Superagent is an open-source safety SDK designed to protect AI agents from prompt injection attacks, data leakage, and malicious tool calls in production environments. Originally launched as Safety Agent before rebranding in early 2026, the project provides four core modules that work together as a defense-in-depth layer: Guard intercepts and blocks prompt injections and unsafe tool invocations, Redact automatically strips PII, PHI, and secrets from agent inputs and outputs, Scan analyzes GitHub repositories for AI-targeted supply chain attacks, and Test enables automated red-team evaluations of agent robustness.
The SDK ships with open-weight guard models available on HuggingFace in three sizes from 0.6B to 4B parameters, enabling teams to choose between speed and accuracy based on their latency requirements.

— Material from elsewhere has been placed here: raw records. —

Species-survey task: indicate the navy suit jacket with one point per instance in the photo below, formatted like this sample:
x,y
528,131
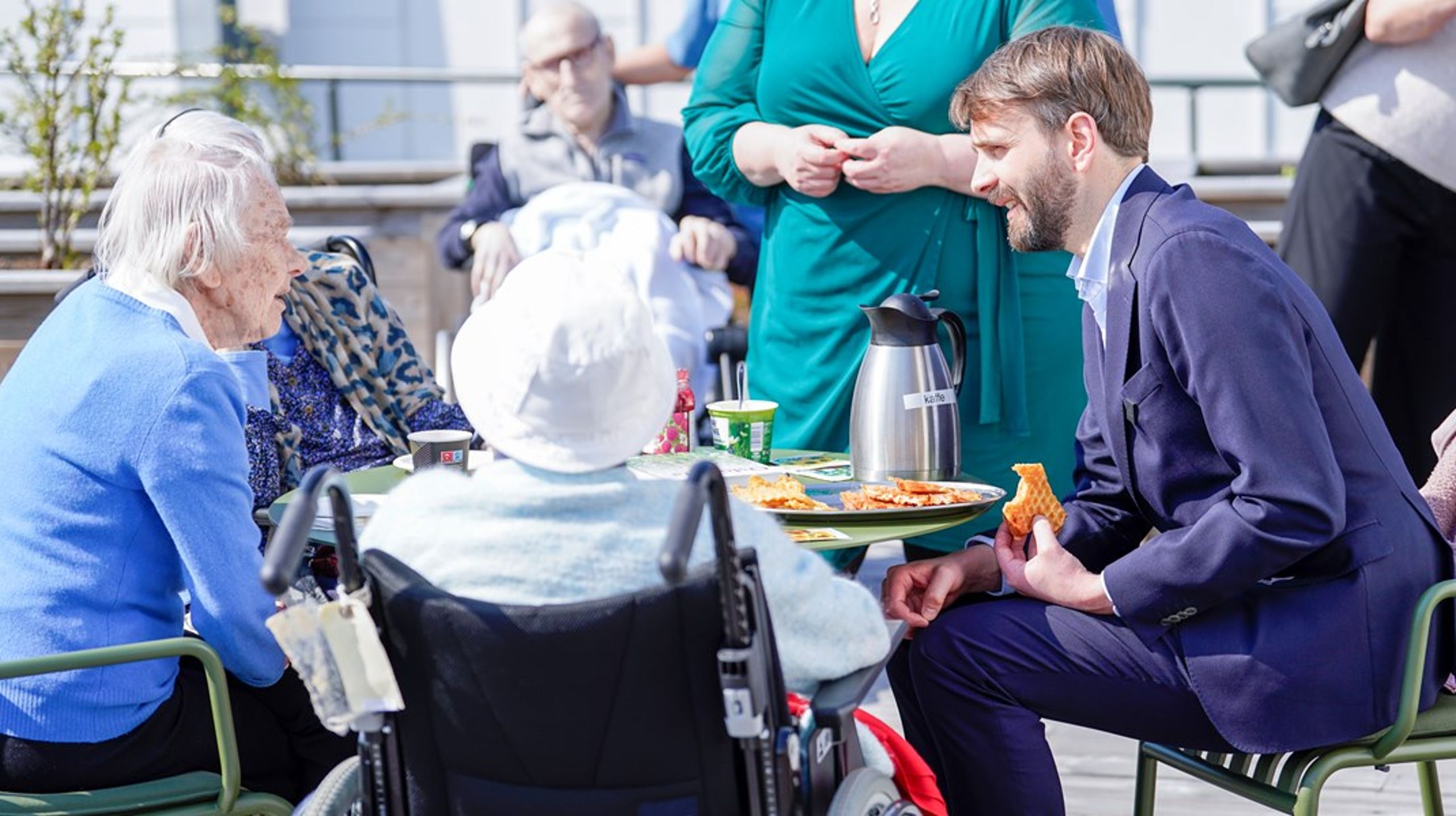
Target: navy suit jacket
x,y
1225,413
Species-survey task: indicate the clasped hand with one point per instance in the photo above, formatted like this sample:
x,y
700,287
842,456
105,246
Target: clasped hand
x,y
1040,568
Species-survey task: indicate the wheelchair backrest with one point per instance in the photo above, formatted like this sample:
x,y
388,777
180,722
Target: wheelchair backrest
x,y
605,707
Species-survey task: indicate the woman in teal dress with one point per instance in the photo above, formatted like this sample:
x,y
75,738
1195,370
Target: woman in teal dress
x,y
833,115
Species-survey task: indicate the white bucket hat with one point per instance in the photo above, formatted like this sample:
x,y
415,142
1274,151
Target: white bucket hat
x,y
561,368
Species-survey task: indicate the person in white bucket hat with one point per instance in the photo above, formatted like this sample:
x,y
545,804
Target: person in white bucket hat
x,y
565,374
561,373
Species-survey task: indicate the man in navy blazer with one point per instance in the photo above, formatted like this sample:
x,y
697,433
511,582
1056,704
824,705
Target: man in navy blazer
x,y
1270,611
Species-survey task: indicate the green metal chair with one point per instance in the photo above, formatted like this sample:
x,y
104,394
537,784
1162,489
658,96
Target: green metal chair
x,y
1292,783
188,794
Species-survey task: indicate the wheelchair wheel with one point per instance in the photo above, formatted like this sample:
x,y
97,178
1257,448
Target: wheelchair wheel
x,y
337,793
867,792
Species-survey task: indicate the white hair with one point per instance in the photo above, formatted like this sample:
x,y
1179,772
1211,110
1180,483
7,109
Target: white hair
x,y
180,200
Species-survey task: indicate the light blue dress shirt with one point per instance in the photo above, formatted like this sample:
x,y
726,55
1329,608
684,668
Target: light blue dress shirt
x,y
1090,272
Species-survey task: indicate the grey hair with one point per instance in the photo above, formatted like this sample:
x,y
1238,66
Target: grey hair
x,y
178,204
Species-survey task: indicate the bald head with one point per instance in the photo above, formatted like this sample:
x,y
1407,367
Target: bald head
x,y
557,22
567,64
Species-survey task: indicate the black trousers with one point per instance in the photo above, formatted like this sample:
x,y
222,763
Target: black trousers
x,y
282,747
1376,241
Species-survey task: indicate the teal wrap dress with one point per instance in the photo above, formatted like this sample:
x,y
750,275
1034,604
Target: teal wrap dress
x,y
797,63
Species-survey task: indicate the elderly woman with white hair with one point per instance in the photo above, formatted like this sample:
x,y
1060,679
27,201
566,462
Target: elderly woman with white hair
x,y
126,425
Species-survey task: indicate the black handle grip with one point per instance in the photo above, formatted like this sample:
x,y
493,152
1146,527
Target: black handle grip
x,y
286,549
705,485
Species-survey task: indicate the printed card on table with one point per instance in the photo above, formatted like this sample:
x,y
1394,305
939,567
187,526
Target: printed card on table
x,y
809,535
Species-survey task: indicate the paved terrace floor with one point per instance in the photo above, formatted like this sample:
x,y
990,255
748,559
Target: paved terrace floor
x,y
1097,768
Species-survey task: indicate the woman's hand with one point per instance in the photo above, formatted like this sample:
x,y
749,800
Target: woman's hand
x,y
495,255
893,160
807,159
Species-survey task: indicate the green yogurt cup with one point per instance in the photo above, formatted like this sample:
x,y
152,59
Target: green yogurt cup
x,y
744,431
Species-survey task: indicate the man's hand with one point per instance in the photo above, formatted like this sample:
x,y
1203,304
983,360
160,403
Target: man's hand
x,y
918,591
892,160
1047,572
807,159
704,242
495,255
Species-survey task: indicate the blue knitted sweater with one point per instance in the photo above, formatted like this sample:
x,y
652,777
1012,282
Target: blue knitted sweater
x,y
127,485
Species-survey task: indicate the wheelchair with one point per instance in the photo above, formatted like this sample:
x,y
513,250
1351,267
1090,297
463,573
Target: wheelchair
x,y
664,702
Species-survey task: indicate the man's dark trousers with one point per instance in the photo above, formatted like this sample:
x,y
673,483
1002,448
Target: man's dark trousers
x,y
987,671
1375,239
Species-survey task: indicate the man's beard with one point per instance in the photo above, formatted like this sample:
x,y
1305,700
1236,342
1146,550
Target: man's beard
x,y
1046,210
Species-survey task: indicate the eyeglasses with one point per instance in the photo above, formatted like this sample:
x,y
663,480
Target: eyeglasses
x,y
578,59
175,117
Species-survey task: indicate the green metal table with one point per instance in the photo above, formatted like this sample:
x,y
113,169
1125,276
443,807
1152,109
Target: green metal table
x,y
861,533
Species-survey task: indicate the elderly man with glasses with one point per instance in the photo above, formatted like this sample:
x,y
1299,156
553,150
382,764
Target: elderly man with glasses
x,y
584,131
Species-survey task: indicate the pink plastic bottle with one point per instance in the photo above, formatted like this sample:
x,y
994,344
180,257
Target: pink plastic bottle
x,y
676,436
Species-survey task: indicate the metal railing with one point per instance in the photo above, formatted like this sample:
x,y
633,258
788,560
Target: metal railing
x,y
334,77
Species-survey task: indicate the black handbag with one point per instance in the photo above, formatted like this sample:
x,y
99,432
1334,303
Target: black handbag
x,y
1299,56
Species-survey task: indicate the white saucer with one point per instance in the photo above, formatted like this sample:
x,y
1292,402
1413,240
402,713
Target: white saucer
x,y
474,460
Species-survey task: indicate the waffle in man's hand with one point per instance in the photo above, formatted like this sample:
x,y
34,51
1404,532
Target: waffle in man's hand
x,y
1034,498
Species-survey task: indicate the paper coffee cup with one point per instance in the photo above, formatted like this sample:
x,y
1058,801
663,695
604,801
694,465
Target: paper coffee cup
x,y
440,449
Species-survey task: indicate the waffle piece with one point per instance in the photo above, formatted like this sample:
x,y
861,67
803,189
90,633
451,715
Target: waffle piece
x,y
785,494
1034,498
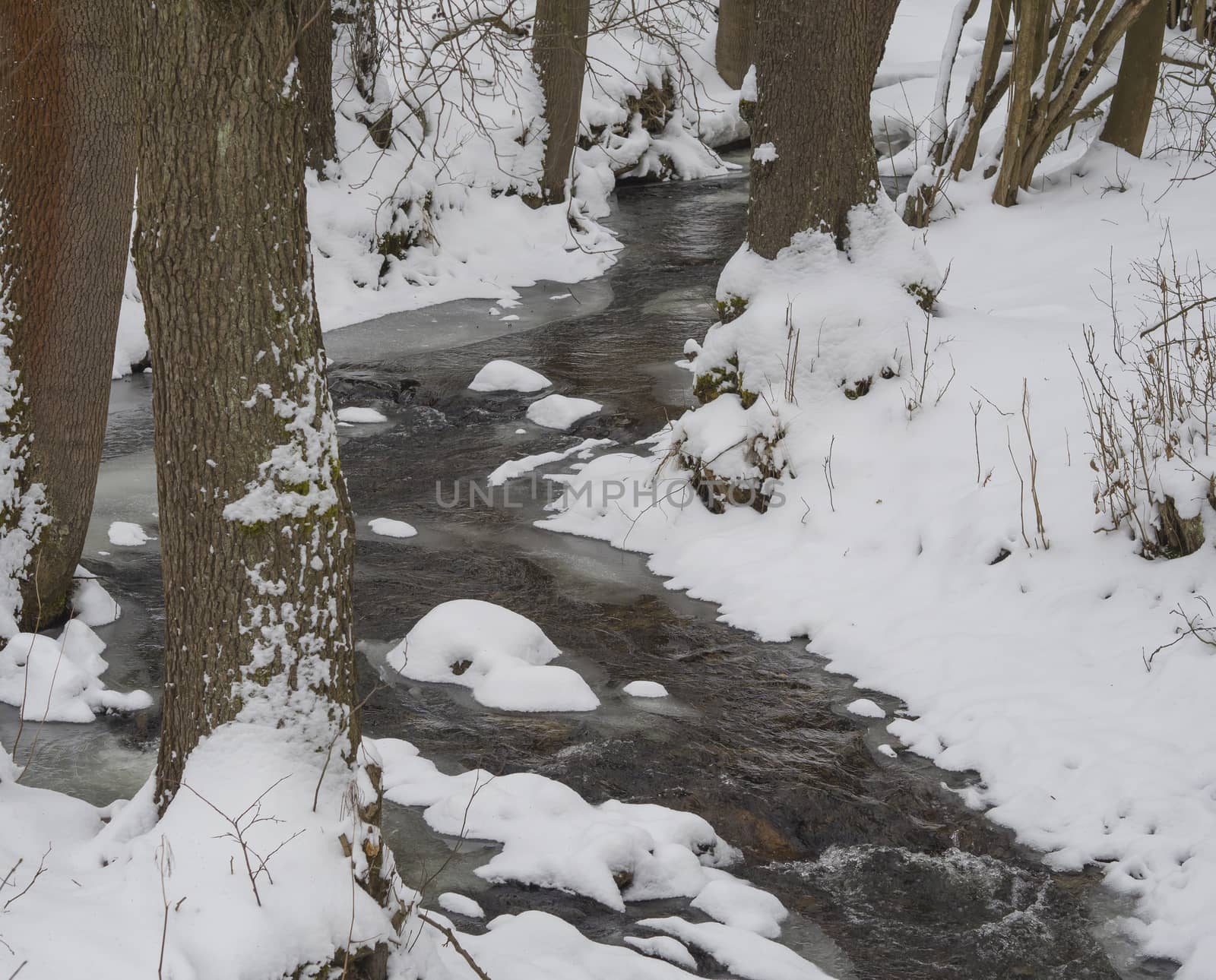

At the smallest model size, Guard processes requests in 50-100 milliseconds, making it viable for real-time protection without noticeable user impact. The framework integrates with any LLM provider including OpenAI, Anthropic, Google, Groq, and AWS Bedrock, requiring minimal code changes to add safety layers to existing agent architectures.
Backed by Y Combinator, Superagent has attracted 6,500 GitHub stars and provides TypeScript and Python SDKs alongside a CLI tool and MCP server integration. The MIT-licensed project addresses a growing need in the AI ecosystem as more teams deploy autonomous agents that interact with external tools, APIs, and user data. Its modular design means teams can adopt individual components like Guard or Redact independently before committing to the full safety stack.